POKKA吉田氏らをパネラーに迎え「射幸性」について議論――PCSA

PCSA(金本朝樹代表理事)8月21日、都内千代田区のアルカディア市ヶ谷にて、第14期第1回臨時社員総会・第53回PCSA経営勉強会を開催。

社員総会の冒頭、挨拶に立った金本朝樹代表理事は、任期中に山積した課題を解決したいとの意気込みを語ったほか、IR法案の審議が先送りとなったことについて「個人的には非常に残念。IR法案が議題に上がると、必ずこのパチンコ業界の法規制等あらゆる面で比較され、抱える問題と課題、今の不透明な換金制度、3店方式を守っていないホールの事実も明らかになる。信頼を上げ、国内で株式上場を可能にする非常に大きな節目であり、IR法案が審議されることで業界の課題もそれに合わせて早く解決することができるはず」との考えを示した。

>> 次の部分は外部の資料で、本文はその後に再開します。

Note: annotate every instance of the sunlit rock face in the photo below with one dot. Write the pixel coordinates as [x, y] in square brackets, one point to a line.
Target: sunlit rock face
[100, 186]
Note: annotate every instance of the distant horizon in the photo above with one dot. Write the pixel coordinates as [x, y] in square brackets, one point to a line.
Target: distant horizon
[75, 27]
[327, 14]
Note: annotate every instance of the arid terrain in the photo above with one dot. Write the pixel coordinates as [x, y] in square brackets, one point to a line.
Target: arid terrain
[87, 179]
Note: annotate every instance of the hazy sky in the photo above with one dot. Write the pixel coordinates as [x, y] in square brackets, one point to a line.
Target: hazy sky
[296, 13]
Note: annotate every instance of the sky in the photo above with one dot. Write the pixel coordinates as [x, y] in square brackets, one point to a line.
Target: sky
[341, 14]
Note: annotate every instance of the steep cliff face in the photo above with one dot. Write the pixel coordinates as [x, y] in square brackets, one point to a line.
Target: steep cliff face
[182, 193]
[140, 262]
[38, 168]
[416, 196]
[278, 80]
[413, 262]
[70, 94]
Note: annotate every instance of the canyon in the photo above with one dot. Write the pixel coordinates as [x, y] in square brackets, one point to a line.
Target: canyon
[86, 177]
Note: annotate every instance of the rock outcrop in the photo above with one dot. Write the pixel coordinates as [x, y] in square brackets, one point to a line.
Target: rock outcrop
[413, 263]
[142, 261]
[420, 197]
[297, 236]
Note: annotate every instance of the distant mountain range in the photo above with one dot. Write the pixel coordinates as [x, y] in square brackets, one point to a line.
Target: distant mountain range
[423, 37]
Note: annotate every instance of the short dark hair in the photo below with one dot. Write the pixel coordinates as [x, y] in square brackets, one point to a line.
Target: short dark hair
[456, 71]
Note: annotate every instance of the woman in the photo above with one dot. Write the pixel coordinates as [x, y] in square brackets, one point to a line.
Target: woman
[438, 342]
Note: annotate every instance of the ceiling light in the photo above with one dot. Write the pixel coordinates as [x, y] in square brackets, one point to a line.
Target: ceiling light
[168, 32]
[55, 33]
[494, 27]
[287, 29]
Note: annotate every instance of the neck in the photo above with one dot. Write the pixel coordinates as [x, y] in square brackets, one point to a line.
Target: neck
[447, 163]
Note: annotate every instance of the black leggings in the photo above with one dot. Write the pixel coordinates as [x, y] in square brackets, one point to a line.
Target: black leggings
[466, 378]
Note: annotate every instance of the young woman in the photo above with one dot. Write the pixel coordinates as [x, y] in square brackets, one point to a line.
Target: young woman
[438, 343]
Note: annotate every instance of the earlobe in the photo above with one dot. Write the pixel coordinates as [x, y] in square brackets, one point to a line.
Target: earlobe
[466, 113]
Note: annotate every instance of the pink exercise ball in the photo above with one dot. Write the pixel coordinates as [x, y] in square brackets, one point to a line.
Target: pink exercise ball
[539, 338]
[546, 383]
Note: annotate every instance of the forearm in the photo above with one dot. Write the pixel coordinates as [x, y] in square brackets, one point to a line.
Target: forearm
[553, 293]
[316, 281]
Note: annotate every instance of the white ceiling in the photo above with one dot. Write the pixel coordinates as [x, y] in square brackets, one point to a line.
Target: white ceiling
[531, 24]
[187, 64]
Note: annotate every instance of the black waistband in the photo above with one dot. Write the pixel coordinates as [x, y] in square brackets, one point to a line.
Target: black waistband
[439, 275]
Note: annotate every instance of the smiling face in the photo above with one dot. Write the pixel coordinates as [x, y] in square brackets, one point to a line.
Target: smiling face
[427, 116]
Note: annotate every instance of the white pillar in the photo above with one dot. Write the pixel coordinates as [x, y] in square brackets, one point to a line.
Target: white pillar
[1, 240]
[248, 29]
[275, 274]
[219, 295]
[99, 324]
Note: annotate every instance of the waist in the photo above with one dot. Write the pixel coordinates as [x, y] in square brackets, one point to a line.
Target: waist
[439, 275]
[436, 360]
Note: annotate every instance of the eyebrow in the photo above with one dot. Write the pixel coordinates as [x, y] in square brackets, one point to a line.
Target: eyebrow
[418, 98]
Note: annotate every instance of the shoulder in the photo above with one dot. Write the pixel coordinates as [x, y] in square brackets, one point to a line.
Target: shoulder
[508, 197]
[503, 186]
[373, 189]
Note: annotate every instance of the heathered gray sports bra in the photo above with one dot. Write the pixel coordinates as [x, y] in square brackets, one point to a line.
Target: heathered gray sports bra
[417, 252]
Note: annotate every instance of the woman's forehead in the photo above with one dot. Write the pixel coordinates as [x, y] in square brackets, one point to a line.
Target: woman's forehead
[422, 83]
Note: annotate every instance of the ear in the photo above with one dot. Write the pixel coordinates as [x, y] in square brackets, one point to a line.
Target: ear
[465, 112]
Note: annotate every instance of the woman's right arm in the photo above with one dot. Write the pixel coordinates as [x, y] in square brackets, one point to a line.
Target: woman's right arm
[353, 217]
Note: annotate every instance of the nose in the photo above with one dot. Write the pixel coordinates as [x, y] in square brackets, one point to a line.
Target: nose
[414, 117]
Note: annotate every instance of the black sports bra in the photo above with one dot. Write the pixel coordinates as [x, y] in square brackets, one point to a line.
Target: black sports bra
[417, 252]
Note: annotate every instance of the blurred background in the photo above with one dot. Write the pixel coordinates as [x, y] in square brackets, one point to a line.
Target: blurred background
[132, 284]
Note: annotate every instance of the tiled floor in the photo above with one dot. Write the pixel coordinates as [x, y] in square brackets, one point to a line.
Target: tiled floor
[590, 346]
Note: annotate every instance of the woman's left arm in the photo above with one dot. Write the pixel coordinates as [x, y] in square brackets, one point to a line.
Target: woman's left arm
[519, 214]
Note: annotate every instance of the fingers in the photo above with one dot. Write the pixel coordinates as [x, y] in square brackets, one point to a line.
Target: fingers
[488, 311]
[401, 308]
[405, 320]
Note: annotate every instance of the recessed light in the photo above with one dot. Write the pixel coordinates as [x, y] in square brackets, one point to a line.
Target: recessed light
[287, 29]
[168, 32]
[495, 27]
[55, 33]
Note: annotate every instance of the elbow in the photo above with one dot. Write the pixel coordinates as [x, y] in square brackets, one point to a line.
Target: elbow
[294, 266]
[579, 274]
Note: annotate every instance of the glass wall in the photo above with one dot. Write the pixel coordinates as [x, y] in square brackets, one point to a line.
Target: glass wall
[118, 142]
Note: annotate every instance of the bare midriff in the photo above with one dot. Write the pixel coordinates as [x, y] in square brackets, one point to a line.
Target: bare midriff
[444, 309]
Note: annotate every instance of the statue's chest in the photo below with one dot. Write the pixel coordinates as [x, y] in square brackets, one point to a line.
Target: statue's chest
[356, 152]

議案審議では、遊技業界の現状に関連したPCSA声明を決議した。声明文によれば、「新基準」に該当しない遊技機の設置比率を下げるといった現状の議論は楽観的すぎると指摘し、遊技人口減少の最大の要因は高い射幸性にあるとした上で、業界が目指す方向は、高射幸性の遊技機そのものを市場から排除し、時間消費型娯楽の遊技機開発を徹底する必要があるとしている。ヘビーユーザーに依拠したホール営業の変革と、時間消費型娯楽・遊べるパチンコへの変革の努力を積み重ねてこそ、ユーザーのみならず社会と国民から肯定的な評価を得ることができると訴えた。これは、8月10日付で業界内外の関係機関約260箇所に声明している。

また、正会員からのアンケート結果を元に毎年類推している「PCSA DATA BASE 2015」では、パチンコホール売上高22兆4,512億円、雇用人数25万7,478人、法人税納税額1,012億とした。

経営勉強会では、「今、射幸性について考える」をテーマに、日工組の渡辺圭市技術担当理事、㈱ユニバーサルエンターテインメント執行役員マーケット戦略室の長谷川崇彦室長、POKKA吉田氏、PCSA法律分野アドバイザーの三堀清弁護士、PCSA副代表理事の大石明徳氏らをパネラーに招いたパネルディスカッションを開催。ホール・メーカー・組合といったそれぞれ環境が違う立ち位置から活発な意見交換を行った。

議題である射幸性については、交換率や機種に幅があった昔に比べ、今のユーザーは選択権が明らかに無いという声が多く聞かれた中、POKKA吉田氏は「一般論でいえば出玉性能に集約されるだろうが、私が思う射幸性は“楽して儲けられる現場”であるか否か。楽して儲けられているのであれば射幸性は高いが、今のホールは逆で客からみれば射幸性が低いのではないか」と主張。渡辺理事は「そもそもパチンコは射幸性が無い所からスタートしているが、ある程度のゲーム性が成熟して発達できなくなった時に射幸性を求めるというのが今までの傾向。そういう機械性能で言うと今はもう第一種では限界。射幸性が高いと言われているのであれば違うゲーム性でやらざるを得ない」と現状のゲーム性能に言及した。また、同氏は遊技くぎ問題に話題が及ぶと「今までファジーだったものがあまりにも酷くなったので指導された。市場の釘で保通協に持ち込めるくらいの体勢を作っていかなくてはならない。今後日工組が発売する機械に関しては、11月から販売されるものはある程度安心して使えるものをと考えている。正直者が馬鹿をみないように日工組でも文書で数字を出していく必要がある。ゲージ・設計値を見直しており、なるべく早く安心して使えるものを出せるよう準備に入っている」と日工組としての施策を説明した。

最後に業界がとるべき今後の対応についてPOKKA吉田氏は「業界が変わることが求められている。そのために、業界全体で議論し活性化させる必要がある」と強調し、さらにより良いマーケットにしていくためにも、ホールは機種選定の前に一度メーカーから全ての情報開示を求める必要があると現状における販売や購入に関する問題点も指摘した。